I'm not near my own climax, not this time but I don't care. We have all morning, all afternoon and his need is on him and my only desire now is to satisfy him.

"Do it," I moan, "do it in me ... do it hard ... fuck me hard... fuck my cunt ... fuck me."

He does. He thrusts hard, his cock pounds into me, his shoulder and back muscles tense and strain under my hands where I'm clutching at him. My eyes stare blindly up at his face as my back arches, my feet kick helplessly towards the ceiling as his cock rams into me and rams into me and rams into me. His pelvis slaps noisily up against me, the head of his cock pushes up against my cervix, hurting me, but now even the pain I feel is pleasure.
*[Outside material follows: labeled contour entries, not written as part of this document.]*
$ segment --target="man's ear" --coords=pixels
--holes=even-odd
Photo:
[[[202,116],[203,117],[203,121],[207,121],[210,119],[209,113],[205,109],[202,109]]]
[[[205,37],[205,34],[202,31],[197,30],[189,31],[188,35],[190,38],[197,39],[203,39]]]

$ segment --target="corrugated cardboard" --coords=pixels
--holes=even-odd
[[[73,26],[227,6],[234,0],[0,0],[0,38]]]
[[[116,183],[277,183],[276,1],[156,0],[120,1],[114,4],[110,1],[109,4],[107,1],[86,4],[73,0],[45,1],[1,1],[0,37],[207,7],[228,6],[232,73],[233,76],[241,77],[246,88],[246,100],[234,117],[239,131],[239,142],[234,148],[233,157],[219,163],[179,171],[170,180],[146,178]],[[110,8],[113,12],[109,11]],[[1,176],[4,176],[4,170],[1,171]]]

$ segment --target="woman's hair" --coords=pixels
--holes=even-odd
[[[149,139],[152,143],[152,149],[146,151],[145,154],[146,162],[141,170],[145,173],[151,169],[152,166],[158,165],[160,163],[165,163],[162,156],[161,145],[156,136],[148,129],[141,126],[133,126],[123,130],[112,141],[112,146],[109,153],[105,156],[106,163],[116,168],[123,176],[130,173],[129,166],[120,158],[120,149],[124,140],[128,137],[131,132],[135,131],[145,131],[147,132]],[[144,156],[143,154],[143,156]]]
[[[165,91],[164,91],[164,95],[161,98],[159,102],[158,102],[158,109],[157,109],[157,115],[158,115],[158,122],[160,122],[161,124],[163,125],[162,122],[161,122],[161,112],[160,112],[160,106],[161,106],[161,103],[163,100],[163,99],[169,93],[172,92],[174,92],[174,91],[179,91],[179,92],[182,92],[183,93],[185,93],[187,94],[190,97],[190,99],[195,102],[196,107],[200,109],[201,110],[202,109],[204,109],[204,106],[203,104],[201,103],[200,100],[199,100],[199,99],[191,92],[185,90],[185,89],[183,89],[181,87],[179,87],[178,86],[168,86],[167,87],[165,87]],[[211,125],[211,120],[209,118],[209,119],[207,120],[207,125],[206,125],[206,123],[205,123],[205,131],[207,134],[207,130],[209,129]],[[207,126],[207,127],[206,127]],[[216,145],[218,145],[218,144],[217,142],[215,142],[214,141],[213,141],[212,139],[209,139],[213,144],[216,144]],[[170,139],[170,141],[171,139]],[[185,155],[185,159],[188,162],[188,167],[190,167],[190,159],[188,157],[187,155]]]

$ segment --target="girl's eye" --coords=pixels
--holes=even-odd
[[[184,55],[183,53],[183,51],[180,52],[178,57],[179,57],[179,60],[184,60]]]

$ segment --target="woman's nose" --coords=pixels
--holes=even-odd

"Uuhhh ... uuhhh ... uhhhh ..." I hear myself groan with each of this thrusting drives, helpless groans, forced from me by the power of his movements. My body welcomes his passion, welcomes his power, revels in his desire for me. I would urge him on, urge him to greater intensity, urge him to use me harder if I could but I can't, all I can do is utter those wordless groans of surrender as he uses my body for his pleasure.

His cock seems to swell inside me, he's so hard. Rigid. A solid bar of steel that pierces me, impales me, drives into me deeply again and again and again, faster, harder. He has one hand under my shoulders, holding me in place, his other hand works its way down under me, his fingers splay wide under my butt, lifting me a little. Impossibly, his cock seems to drive deeper within me.

"Ooaagghhh ... uuughhhh .... uughhhh..." My choked out groans become more intense, if that's possible. His cock sheathes itself within me again and again, his hips move, he drives himself up inside me, his cockhead frictioning against the clasping walls of my channel with every slide. He's close. I know he's close and my own pleasure is growing now, closer and closer with every pounding thrust. My hands clutch at him, my fingers dig into his skin, my feet bounce against his hips as he has me.